Efficacy results for previously treated RET fusion-positive NSCLC patients are summarised in Table 6.

CNS response in RET fusion-positive NSCLC.

A total of 106 RET fusion-positive NSCLC patients had CNS metastasis at baseline, including 26 patients with measurable CNS lesions according to IRC assessment. The CNS ORR in patients with measurable disease was 84.6% (22/26; 95% CI: 65.1, 95.6). CR was observed in 7 (26.9%) patients and PR in 15 (57.5%) patients. The median CNS DOR was 9.36 months (range: 7.4, 15.3).

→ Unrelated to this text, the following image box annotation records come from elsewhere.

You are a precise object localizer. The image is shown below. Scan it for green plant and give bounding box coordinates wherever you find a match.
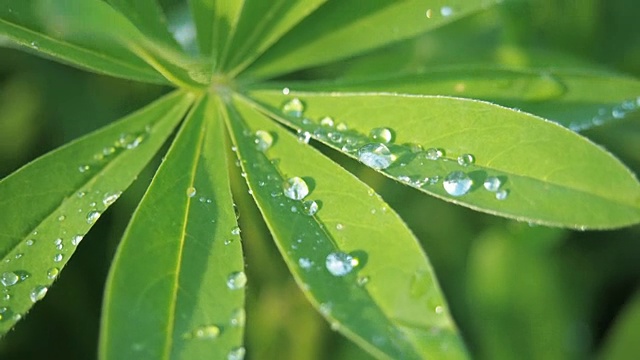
[0,0,640,359]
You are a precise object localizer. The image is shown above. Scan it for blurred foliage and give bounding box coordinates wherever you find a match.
[0,0,640,359]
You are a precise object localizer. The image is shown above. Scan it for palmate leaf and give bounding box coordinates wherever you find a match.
[0,91,193,334]
[100,97,246,359]
[227,97,466,359]
[250,90,640,229]
[242,0,501,79]
[280,66,640,130]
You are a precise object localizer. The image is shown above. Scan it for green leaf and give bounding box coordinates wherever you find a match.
[0,92,192,334]
[189,0,244,64]
[107,0,180,49]
[280,66,640,130]
[224,0,327,76]
[222,94,466,359]
[100,97,246,359]
[0,0,167,84]
[243,0,500,78]
[244,91,640,229]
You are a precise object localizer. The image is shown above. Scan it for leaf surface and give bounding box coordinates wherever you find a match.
[222,94,466,359]
[100,97,246,359]
[244,91,640,229]
[0,92,192,334]
[246,0,500,78]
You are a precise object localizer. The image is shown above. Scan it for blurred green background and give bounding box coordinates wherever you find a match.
[0,0,640,359]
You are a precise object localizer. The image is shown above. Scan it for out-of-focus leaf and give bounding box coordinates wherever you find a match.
[246,0,500,78]
[220,97,466,359]
[100,97,246,359]
[244,91,640,229]
[0,92,193,334]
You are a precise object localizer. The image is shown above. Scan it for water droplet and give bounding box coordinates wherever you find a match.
[254,130,273,151]
[87,211,100,225]
[298,258,313,270]
[102,192,122,206]
[282,98,304,117]
[29,286,49,303]
[229,308,247,327]
[325,251,358,276]
[458,154,476,166]
[227,271,247,290]
[302,200,318,216]
[496,189,509,200]
[282,176,309,200]
[442,171,473,196]
[358,144,395,170]
[320,116,335,127]
[71,235,83,246]
[483,176,502,192]
[47,267,60,280]
[0,271,20,287]
[227,346,246,360]
[424,148,444,160]
[369,128,393,144]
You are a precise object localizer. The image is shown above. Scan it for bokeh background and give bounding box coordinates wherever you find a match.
[0,0,640,359]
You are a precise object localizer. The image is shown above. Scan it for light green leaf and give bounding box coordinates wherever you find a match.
[0,92,193,334]
[279,66,640,130]
[0,0,167,84]
[189,0,244,65]
[100,97,246,359]
[224,0,327,76]
[243,0,500,78]
[222,97,466,359]
[244,91,640,229]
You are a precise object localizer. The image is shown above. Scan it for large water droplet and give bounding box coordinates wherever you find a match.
[358,144,395,170]
[227,346,246,360]
[369,128,393,144]
[227,271,247,290]
[282,98,304,117]
[325,251,358,276]
[29,286,49,303]
[442,171,473,196]
[282,176,309,200]
[254,130,273,151]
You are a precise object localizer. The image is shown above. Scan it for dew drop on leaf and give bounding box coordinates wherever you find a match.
[442,171,473,196]
[282,176,309,200]
[358,144,394,170]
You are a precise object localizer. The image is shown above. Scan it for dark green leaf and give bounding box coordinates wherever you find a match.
[100,97,246,360]
[242,91,640,229]
[0,92,193,334]
[222,96,466,359]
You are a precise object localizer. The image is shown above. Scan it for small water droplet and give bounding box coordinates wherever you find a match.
[282,98,304,117]
[442,171,473,196]
[369,128,393,144]
[325,251,358,276]
[483,176,502,192]
[302,200,319,216]
[458,154,476,166]
[227,271,247,290]
[47,267,60,280]
[282,176,309,200]
[29,286,49,303]
[227,346,246,360]
[87,211,100,225]
[358,143,395,170]
[254,130,273,151]
[496,189,509,200]
[229,308,247,327]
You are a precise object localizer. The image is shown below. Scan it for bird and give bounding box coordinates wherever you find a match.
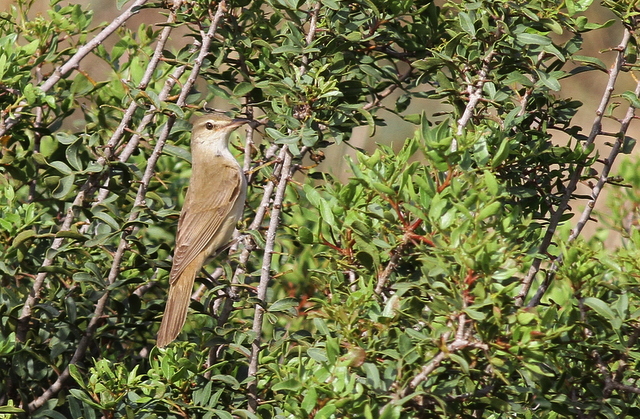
[156,113,249,348]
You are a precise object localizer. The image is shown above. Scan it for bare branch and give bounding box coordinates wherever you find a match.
[29,1,226,411]
[451,50,496,151]
[515,29,631,306]
[16,8,184,342]
[527,74,640,307]
[0,0,147,137]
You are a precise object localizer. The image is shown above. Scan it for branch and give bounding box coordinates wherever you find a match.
[527,73,640,307]
[515,29,631,307]
[451,50,496,151]
[247,145,292,412]
[402,313,489,397]
[0,0,147,137]
[29,0,226,412]
[16,7,184,342]
[242,2,321,413]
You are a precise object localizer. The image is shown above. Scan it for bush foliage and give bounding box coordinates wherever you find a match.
[0,0,640,419]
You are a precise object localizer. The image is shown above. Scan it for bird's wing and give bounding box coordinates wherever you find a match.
[171,159,242,283]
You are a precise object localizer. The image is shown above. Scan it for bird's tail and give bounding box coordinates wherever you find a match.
[156,260,202,348]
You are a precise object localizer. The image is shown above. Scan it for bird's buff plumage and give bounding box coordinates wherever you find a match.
[157,115,248,347]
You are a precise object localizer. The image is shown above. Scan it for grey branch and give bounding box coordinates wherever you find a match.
[515,29,631,306]
[0,0,147,137]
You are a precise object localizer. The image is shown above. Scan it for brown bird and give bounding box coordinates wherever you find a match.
[157,114,249,348]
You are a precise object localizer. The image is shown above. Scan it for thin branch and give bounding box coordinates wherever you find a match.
[29,4,226,412]
[527,74,640,307]
[515,29,631,307]
[451,50,496,151]
[0,0,147,137]
[247,2,321,413]
[16,7,184,342]
[248,145,292,412]
[403,313,489,397]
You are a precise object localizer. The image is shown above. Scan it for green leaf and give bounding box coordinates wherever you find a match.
[51,174,76,199]
[516,32,551,46]
[458,12,476,38]
[582,297,616,322]
[620,90,640,109]
[300,387,318,415]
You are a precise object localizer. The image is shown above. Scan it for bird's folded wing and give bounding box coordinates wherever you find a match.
[171,164,242,283]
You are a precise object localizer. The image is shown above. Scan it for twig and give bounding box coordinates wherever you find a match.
[515,29,631,307]
[451,50,496,151]
[248,145,292,412]
[29,0,226,412]
[527,73,640,307]
[16,7,184,342]
[403,313,489,396]
[0,0,147,137]
[247,2,321,413]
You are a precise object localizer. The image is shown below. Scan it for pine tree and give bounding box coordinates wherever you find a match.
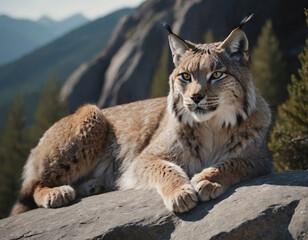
[269,10,308,171]
[30,75,68,147]
[0,95,29,218]
[251,20,288,110]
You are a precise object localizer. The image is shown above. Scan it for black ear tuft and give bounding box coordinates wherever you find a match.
[160,21,173,34]
[238,14,253,29]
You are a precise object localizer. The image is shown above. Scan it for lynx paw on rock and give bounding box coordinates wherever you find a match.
[34,185,76,208]
[163,184,198,213]
[191,178,225,201]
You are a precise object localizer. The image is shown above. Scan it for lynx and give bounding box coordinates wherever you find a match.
[11,17,273,215]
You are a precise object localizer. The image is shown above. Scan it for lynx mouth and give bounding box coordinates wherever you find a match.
[194,104,218,114]
[194,107,207,114]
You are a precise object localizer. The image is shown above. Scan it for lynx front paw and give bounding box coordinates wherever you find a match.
[191,178,225,201]
[34,185,76,208]
[163,184,198,213]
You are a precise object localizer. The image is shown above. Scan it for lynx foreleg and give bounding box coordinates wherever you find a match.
[190,158,252,201]
[121,156,198,212]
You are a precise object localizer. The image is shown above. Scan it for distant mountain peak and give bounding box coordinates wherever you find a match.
[37,15,55,25]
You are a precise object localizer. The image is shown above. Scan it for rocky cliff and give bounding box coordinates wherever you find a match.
[61,0,307,111]
[0,171,308,240]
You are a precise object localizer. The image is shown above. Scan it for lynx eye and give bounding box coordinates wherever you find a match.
[210,71,227,82]
[179,73,191,84]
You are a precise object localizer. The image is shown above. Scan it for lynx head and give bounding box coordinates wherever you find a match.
[166,18,256,127]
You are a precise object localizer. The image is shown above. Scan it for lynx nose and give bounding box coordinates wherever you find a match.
[191,94,204,103]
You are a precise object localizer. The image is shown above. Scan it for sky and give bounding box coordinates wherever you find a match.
[0,0,144,20]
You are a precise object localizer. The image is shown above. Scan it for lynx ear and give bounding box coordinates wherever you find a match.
[220,28,249,64]
[163,23,190,67]
[168,34,189,67]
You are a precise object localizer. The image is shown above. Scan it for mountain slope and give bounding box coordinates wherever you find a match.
[62,0,307,112]
[0,14,88,66]
[0,8,135,129]
[0,15,54,65]
[37,13,89,37]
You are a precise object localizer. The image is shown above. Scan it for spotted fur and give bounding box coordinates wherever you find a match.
[11,21,272,215]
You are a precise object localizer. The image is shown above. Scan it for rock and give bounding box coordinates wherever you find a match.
[61,0,307,112]
[0,171,308,240]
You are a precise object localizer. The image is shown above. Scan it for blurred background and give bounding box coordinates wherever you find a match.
[0,0,308,218]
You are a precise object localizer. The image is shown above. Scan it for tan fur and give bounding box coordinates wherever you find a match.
[11,29,272,215]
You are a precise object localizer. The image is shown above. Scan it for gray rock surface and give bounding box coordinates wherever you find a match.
[0,171,308,240]
[61,0,307,112]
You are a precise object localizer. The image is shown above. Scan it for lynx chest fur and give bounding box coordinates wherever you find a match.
[11,17,272,215]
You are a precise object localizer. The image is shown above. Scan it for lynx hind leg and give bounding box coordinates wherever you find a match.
[19,105,108,211]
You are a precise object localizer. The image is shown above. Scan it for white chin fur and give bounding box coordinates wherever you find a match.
[191,111,215,122]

5.2 Pharmacokinetic Properties

The pharmacokinetics of selpercatinib were evaluated in patients with locally advanced or metastatic solid tumours administered 160 mg twice daily unless otherwise specified. Steady-state selpercatinib AUC and C_max increased in a linear to supra-dose proportional manner over the dose range of 20 mg once daily to 240 mg twice daily.
Steady-state was reached by approximately 7 days and the median accumulation ratio after administration of 160 mg twice daily was 3.4-fold. Mean steady-state selpercatinib [coefficient of variation (CV%)] C_max was 2,980 (53%) nanogram/mL and AUC_0-24h was 51,600 (58%) nanogram*h/mL.
Selpercatinib may increase serum creatinine by decreasing renal tubular secretion of creatinine via inhibition of MATE1.

Absorption.

After an oral dose of 160 mg, Retevmo was rapidly absorbed, with T_max of approximately 2 hours. Geometric mean absolute oral bioavailability was 73.2% (range: 60.2-81.5%).

Effect of food.

Compared to selpercatinib AUC and C_max in the fasted state, selpercatinib AUC was increased by 9% and C_max was reduced by 14% after oral administration of a single 160 mg dose to healthy subjects taken with a high-fat meal. These changes were not considered to be clinically relevant. Therefore, selpercatinib can be taken with or without food.

Distribution.

Selpercatinib mean (CV%) volume of distribution (Vss/F), estimated by Population PK analysis, is 191 L (69%) following oral administration of selpercatinib in adult patients. Selpercatinib is 96% bound to human plasma proteins in vitro and binding is independent of concentration. The blood-to-plasma concentration ratio is 0.7.

Metabolism.

Selpercatinib is metabolised predominantly by CYP3A4. Following oral administration of a single [¹⁴C] radiolabelled 160 mg dose of selpercatinib to healthy subjects, unchanged selpercatinib constituted 86% of the measured radioactive components in plasma.

Excretion.

The mean (CV%) clearance (CL/F) of selpercatinib is 6.0 L/h (49%) and the half-life is 22 hours following oral administration of selpercatinib in adult patients. Following oral administration of a single [¹⁴C] radiolabelled 160 mg dose of selpercatinib to healthy subjects, 69% (14% unchanged) of the administered radioactivity was recovered in faeces and 24% (11.5% unchanged) was recovered in urine.